Commento al Vangelo
Domenica 22 novembre, commento di don Renato De Zan
Cristo: re, pastore e giudice: nella giornata del Seminario
Mt 25,31-46
In quel tempo Gesù disse ai suoi discepoli:
Tematica liturgica
L’ultima domenica dell’anno liturgico ha come tema dominante la regalità universale di Gesù. La festa nacque nel secolo scorso: Pio XI con l’enciclica “Quas Primas” (11.12.1925) stabilì per la Chiesa universale la festa di “Gesù re dell’universo”. La decisione papale scaturì in seguito alla pressione di cardinali e vescovi, preoccupati dal totalitarismo e dall’ateismo. Essi chiedevano che la Chiesa proclamasse “solennemente i sovrani diritti della persona regale di Gesù Cristo, che vive nell’Eucaristia e regna, col Suo Sacro Cuore, nella società”. La risposta del papa fu precisa: “è necessario che venga divulgata la cognizione della regale dignità di nostro Signore quanto più è possibile. Al quale scopo ci sembra che nessun’altra cosa possa maggiormente giovare quanto l’istituzione di una festa particolare e propria di Cristo Re”. Oggi la solennità della festa si celebra a conclusione dell’anno liturgico. Le letture sottolineano due grandi tempi. Il tema che identifica la solennità si trova nella seconda lettura (1Cor 15,20-26.28) dove è evidenziata la regalità di Gesù. Egli, dopo aver assoggettato ogni nemico, compresa la morte, consegnerà il regno al Padre perché Dio sia “tutto in tutti” (1Cor 15,28). La Colletta propria riprende questo tema: “Un giorno, annientando anche l’ultimo nemico, la morte, egli ti consegnerà l’opera della sua redenzione, perché tu sia tutto in tutti”, con chiara allusione al testo appena citato. A questo tema si associa il tema del giudizio (vangelo: Mt 25,31-46) in cui il sovrano (“siederà sul trono della sua gloria”) si comporterà come un pastore (“come il pastore separa le pecore dalle capre”) e giudicherà “tutti i popoli”. Il giudizio c’è – e lo ha profetizzato anche Ezechiele , dicendo “giudicherò fra pecora e pecora, fra montoni e capri (prima lettura, Ez 34, 11-12. 15-17) – ma sarà preceduto dalla cura del re-pastore per il suo gregge perché egli è andato “in cerca della pecora perduta” e ha ricondotto “all’ovile quella smarrita”, ha fasciato “quella ferita” e curato “quella malata”. Non è, dunque, un giudizio freddo, distaccato, ma è un giudizio presieduto da chi ama il suo gregge.
Dimensione letteraria
Al testo evangelico la Liturgia antepone l’incipit liturgico: “In quel tempo Gesù disse ai suoi discepoli…”. La pericope di Mt 25,31-46 si divide in due momenti. Il primo (Mt 25,31-33) contiene l’annuncio della parusia e del giudizio. Il secondo (Mt 25,31-33), il paragone con cui viene illustrato il giudizio finale. Questa seconda parte risente in modo molto forte della parlata semitica (parallelismo antitetico): al quadro dei “benedetti” corrisponde per opposizione il quadro dei “maledetti”. Una breve considerazione, che presenta la sorte eterna degli uni e degli altri, chiude il testo.
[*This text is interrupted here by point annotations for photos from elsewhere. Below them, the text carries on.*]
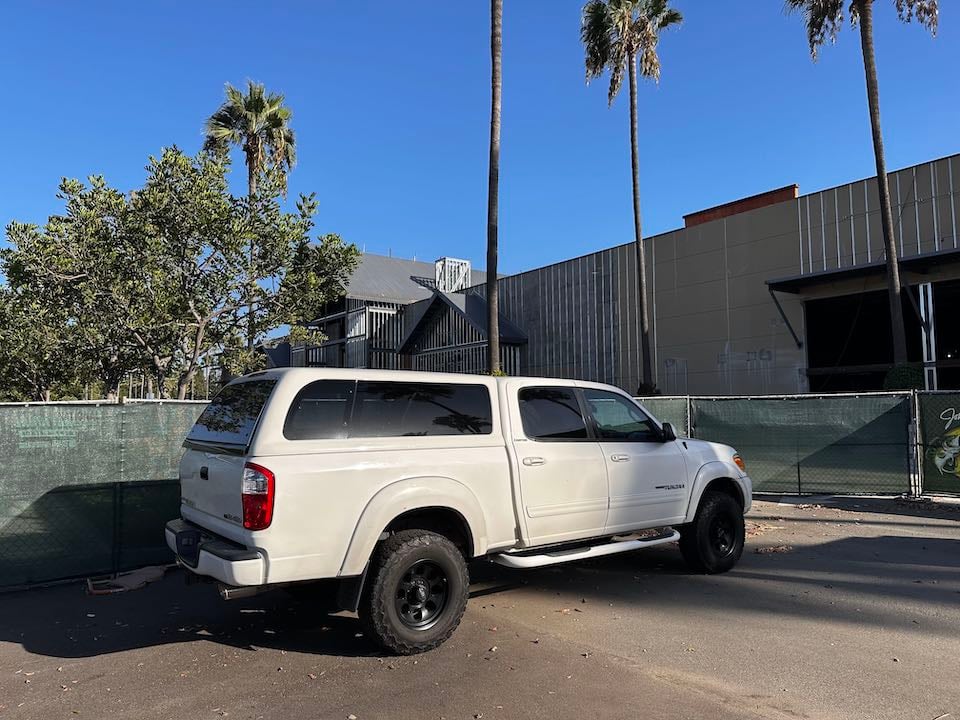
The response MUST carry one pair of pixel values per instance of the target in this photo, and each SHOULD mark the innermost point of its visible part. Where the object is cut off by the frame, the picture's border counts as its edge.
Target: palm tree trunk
(251, 193)
(865, 8)
(493, 188)
(638, 237)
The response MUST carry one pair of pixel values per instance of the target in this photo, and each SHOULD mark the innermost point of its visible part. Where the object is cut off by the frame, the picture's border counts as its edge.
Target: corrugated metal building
(776, 293)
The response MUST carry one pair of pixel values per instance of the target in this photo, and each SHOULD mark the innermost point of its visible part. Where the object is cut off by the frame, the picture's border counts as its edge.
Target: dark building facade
(773, 294)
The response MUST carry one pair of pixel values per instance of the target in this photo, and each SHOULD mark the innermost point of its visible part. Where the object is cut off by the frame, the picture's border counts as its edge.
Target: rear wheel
(417, 592)
(713, 542)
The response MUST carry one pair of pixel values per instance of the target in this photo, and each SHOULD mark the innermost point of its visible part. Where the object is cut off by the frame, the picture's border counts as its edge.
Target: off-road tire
(702, 548)
(392, 562)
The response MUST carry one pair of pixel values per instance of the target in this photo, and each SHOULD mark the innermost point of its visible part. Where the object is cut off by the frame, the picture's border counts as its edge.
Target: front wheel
(417, 592)
(713, 542)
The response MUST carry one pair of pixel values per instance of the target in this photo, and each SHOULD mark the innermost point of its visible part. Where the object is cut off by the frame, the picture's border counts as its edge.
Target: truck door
(648, 477)
(563, 480)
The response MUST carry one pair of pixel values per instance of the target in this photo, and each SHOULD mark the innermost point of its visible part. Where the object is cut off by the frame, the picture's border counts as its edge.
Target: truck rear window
(232, 415)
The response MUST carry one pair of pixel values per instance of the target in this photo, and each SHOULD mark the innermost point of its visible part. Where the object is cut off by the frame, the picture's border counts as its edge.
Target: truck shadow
(858, 580)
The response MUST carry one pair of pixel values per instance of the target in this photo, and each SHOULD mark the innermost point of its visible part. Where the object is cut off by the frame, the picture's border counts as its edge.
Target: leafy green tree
(823, 19)
(258, 122)
(36, 347)
(493, 188)
(62, 265)
(617, 36)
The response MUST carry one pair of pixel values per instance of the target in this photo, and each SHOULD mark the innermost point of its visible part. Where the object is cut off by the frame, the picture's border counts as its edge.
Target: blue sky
(391, 107)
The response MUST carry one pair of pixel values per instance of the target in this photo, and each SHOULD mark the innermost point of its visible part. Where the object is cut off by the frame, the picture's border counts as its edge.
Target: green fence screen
(815, 444)
(939, 416)
(86, 489)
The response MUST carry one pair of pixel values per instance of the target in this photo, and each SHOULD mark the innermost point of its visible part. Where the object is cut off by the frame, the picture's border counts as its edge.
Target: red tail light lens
(258, 491)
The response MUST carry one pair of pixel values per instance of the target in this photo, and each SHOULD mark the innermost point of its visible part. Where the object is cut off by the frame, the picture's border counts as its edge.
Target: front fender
(714, 470)
(412, 494)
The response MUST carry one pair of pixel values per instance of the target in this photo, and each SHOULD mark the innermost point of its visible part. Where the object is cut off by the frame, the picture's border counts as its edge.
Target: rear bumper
(203, 553)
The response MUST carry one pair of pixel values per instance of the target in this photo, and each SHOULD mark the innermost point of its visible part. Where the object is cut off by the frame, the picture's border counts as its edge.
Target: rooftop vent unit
(453, 274)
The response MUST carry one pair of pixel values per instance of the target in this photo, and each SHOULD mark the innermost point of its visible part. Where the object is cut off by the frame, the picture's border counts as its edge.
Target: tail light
(258, 490)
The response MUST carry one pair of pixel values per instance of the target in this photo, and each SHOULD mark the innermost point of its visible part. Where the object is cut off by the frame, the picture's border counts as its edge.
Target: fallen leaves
(771, 549)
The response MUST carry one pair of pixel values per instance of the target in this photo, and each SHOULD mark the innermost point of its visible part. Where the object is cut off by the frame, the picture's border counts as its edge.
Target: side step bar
(554, 558)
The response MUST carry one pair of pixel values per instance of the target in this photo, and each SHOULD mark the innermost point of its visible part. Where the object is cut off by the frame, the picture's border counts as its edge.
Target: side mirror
(669, 434)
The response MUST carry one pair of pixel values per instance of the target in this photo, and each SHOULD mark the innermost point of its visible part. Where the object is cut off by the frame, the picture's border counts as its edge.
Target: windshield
(232, 415)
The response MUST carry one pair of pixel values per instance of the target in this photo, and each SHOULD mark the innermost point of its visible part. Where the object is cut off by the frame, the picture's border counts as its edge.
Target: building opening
(849, 343)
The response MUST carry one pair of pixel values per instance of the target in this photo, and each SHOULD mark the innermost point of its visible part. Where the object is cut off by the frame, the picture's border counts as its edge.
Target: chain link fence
(86, 488)
(938, 447)
(808, 444)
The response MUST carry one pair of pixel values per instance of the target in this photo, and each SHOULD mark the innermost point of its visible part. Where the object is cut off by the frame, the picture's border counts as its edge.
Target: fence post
(118, 494)
(917, 486)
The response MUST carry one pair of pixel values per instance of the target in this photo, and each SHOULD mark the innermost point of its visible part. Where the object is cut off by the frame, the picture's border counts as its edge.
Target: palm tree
(823, 19)
(618, 35)
(493, 189)
(258, 122)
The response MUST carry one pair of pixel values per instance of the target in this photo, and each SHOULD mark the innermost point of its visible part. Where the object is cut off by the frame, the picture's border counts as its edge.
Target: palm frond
(823, 19)
(258, 122)
(595, 34)
(927, 13)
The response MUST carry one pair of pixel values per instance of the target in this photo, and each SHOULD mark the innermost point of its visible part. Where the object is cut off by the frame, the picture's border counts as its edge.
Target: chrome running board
(560, 556)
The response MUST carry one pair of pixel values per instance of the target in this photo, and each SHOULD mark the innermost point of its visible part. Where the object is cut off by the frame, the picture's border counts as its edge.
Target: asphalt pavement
(838, 609)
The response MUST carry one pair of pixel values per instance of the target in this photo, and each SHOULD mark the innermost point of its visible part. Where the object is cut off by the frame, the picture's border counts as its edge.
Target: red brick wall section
(789, 192)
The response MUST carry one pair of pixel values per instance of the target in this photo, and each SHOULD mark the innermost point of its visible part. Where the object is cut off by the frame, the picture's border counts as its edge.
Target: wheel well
(440, 520)
(728, 487)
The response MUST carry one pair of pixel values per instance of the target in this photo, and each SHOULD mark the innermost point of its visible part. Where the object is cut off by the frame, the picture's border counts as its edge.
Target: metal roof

Riflessione biblico-liturgica
a. Il testo di Mt 25,31-46 può essere letto come il giudizio per tutta l’umanità non cristiana. Altri biblisti pensano che si tratta del giudizio per tutta l’umanità. Una cosa accomuna questi due modi: l’amore verso il prossimo è amore verso Dio. Lì avverrà il giudizio.
b. I bisogni del prossimo sono di diverso tipo: dai più materiali (magiare, bere) a quelli più interiori e relazionali (accoglienza dello straniero, dignità attraverso il vestito, la vicinanza). Dietro al volto del bisognoso c’è Gesù.